You can choose how resources are generated using -g/--resource-generator:

  • node (default): creates a job task for each Kedro node with dependencies.
  • pipeline: creates a single task that runs the entire pipeline.

You can also provide a fully-qualified dotted path to a custom generator class that subclasses kedro_databricks.resource_generator.AbstractResourceGenerator.

Examples:

# Generate per-node tasks (default behavior)
kedro databricks bundle -g node

# Generate a single-task job for the whole pipeline
kedro databricks bundle -g pipeline

# Bundle only one pipeline by name
kedro databricks bundle -g pipeline -p my_pipeline

# Pass runtime parameters to tasks
kedro databricks bundle -g node -r "param1=val1,param2=val2"

Tip: The same -g/--resource-generator, -p/--pipeline, and -r/--params options are also available when using kedro databricks deploy --bundle.

Creating a custom resource generator

You can implement your own generator by subclassing kedro_databricks.resource_generator.AbstractResourceGenerator and returning a Databricks job payload in _create_job_dict. For example, the snippet below creates per-node tasks and attaches a custom cluster:

# my_project/generators/custom.py
from __future__ import annotations
from typing import Any

from kedro.pipeline import Pipeline
from kedro_databricks.resource_generator.abstract_resource_generator import (
    AbstractResourceGenerator,
)


class CustomGenerator(AbstractResourceGenerator):
    """Example generator with a predefined job cluster per task."""

    def _create_job_dict(
        self, name: str, pipeline: Pipeline, pipeline_name: str
    ) -> dict[str, Any]:
        # Your custom logic
        return {"name": name, "tasks": []}

Use your custom generator by passing its dotted path with -g/--resource-generator:

kedro databricks bundle -g "my_project.generators.custom.CustomGenerator"

Override Behavior

Override files are read from conf/<env>/databricks.yml and merged into generated resources.

  • resources.jobs.<job-name> applies to a specific generated job.
  • resources.jobs.<default-key> applies to all jobs (default key is default, configurable through --default-key or project config).
  • Regex keys are supported using the configured regex_prefix (default re:).

Example with job-level regex override:

resources:
    jobs:
        default:
            max_concurrent_runs: 1
        re:^my_project_.*:
            tags:
                owner: data-eng

Task-level regex overrides are also supported under resources.jobs.<job>.tasks:

resources:
    jobs:
        my_project_default:
            tasks:
            - task_key: default
                timeout_seconds: 7200
            - task_key: re:^train_.*
                max_retries: 2

Resource Type Support

You can define any Databricks resource type under resources.
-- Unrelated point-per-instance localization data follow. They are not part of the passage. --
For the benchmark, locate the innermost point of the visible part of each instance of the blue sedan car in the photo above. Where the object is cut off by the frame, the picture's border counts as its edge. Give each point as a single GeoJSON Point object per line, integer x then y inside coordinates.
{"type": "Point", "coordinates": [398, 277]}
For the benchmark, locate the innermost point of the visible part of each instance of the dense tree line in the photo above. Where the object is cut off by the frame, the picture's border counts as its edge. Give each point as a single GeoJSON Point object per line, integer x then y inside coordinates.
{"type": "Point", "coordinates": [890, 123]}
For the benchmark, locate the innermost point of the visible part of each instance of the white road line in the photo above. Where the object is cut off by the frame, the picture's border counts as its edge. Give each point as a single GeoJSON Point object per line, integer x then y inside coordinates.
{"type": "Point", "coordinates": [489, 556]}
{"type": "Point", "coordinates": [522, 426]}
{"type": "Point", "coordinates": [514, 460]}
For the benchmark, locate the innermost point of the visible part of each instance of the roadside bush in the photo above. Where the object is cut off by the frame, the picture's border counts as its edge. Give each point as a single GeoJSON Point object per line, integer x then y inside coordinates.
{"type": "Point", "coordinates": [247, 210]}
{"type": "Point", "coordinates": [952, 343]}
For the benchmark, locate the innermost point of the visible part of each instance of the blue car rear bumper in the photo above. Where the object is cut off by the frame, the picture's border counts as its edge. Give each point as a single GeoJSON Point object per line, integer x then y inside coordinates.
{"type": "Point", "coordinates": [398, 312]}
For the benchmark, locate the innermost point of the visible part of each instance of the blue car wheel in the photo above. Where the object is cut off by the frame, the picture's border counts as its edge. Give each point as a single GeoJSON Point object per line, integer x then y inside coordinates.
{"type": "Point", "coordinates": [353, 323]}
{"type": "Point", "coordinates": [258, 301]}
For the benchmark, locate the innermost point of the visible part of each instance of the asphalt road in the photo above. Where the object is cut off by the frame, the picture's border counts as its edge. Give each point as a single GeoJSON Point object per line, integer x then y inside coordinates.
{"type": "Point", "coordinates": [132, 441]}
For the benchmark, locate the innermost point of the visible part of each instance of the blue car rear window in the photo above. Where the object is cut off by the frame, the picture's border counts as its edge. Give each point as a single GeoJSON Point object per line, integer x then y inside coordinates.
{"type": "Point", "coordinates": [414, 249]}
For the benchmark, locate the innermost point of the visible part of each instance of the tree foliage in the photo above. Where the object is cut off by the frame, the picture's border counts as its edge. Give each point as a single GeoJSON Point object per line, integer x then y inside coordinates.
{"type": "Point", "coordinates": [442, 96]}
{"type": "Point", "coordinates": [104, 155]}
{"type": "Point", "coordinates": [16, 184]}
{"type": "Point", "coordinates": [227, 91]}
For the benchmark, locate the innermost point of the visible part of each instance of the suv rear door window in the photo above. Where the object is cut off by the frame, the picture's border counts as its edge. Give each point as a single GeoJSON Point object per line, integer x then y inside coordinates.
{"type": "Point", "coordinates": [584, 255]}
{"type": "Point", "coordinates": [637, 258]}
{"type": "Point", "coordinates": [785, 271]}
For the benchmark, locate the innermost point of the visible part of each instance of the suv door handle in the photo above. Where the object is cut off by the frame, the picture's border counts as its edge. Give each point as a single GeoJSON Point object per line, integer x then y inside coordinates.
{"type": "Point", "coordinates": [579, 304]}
  • jobs use specialized merge logic (for tasks, environments, clusters, notifications, health rules, and parameters).
  • Other resource types use shallow key-based merging and are written as-is into generated bundle files.

This makes it possible to combine generated jobs with manually maintained resources such as volumes, while still using advanced merge behavior for jobs.

Capability Matrix

The table below maps common capabilities to where they are documented and where you can find concrete examples.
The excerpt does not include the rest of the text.